For Buechner, the significance of this idea is ultimately theological. Influenced by the work of Paul Tillich and James Muilenberg—both of whom taught him at Union Theological Seminary, New York—Buechner sees the centring of story as a fundamentally important task for each human being. This is because, as he argues in Now and Then, “[i]f God speaks to us at all other than through such official channels as the Bible and the church, then I think that he speaks to us largely through what happens to us”.
Reading the Bible itself, Buechner argues, is an act of sharing and participating in one another’s stories. Remembering the words of his Old Testament tutor, he writes in Now and Then: “Until you can read the story of Adam and Eve, of Abraham and Sarah, of David and Bathsheba, as your own story, Muilenberg said, you have not really understood it. The Bible, as he presented it, is a book finally about ourselves, our own apostasies, our own battles and blessings”.

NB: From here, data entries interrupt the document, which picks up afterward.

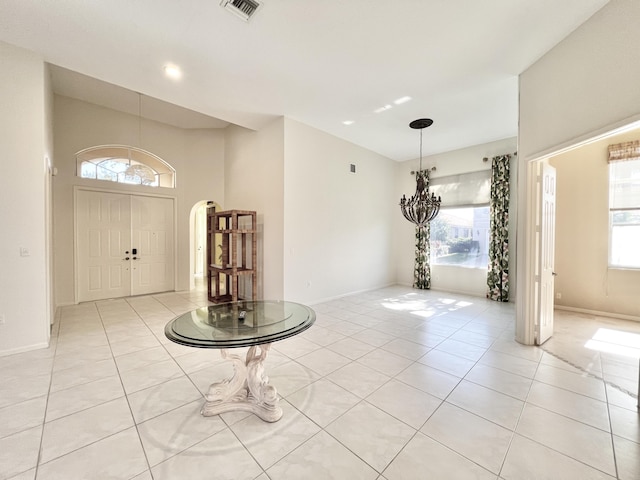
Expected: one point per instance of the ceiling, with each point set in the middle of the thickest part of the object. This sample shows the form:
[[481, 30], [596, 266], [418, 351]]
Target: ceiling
[[320, 62]]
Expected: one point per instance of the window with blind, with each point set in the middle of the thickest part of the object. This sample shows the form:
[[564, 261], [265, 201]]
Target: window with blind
[[460, 233], [624, 205]]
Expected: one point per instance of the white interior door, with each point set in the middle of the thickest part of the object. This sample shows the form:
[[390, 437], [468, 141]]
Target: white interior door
[[103, 237], [151, 245], [109, 227], [546, 250]]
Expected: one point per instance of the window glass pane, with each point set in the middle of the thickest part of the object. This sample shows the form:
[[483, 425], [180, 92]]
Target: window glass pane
[[123, 164], [88, 170], [624, 184], [460, 236], [625, 238]]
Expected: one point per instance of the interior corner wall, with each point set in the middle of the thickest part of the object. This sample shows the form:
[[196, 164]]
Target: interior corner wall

Buechner takes a similar approach to the life of Christ, arguing that the Incarnation represents the joining of our story with that of God’s:
Two stories then—our own story and Jesus's story, and in the end, perhaps, they are the same story. […] Our stories are at best a parody of his story, and if, as Paul says, we are the fragrance of Christ, then it is like the fragrance of the sea from ten miles inland when the wind is in the right direction, like the fragrance of a rose from the other side of the street with all the world between. Yet they meet as well as diverge, our stories and his, and even when they diverge, it is his they diverge from, so that by his absence as well as by his presence in our lives we know who he is and who we are and who we are not.

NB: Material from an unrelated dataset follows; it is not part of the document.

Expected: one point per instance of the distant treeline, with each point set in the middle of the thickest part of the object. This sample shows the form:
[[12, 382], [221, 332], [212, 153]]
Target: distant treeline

The divine significance of stories, Buechner argues in Speak What We Feel (Not What We Ought to Say) (2001), gives special import to the task of the author. By “listening” to the work of great authors, he suggests, “we may possibly learn something about how to bear the weight of our own sadness”. Beyond sadness, however, he concludes elsewhere that in paying attention to such authors, to our own stories, and to the stories of one other, we can learn how to walk through the mysteries and joys of life, in all its extraordinary ordinariness. In The Clown in the Belfry (1992), he puts it like this:
Page by page, chapter by chapter, the story unfolds. Day by day, year by year, your own story unfolds, your life's story. Things happen. People come and go. The scene shifts. Time runs by, runs out. Maybe it is all utterly meaningless. Maybe it is all unutterably meaningful. If you want to know which, pay attention. What it means to be truly human in a world that half the time we are in love with and half the time scares the hell out of us—any fiction that helps us pay attention to that is as far as I am concerned religious fiction. The unexpected sound of your name on somebody's lips. The good dream. The odd coincidence. The moment that brings tears to your eyes. The person who brings life to your life. Maybe even the smallest events hold the greatest clues.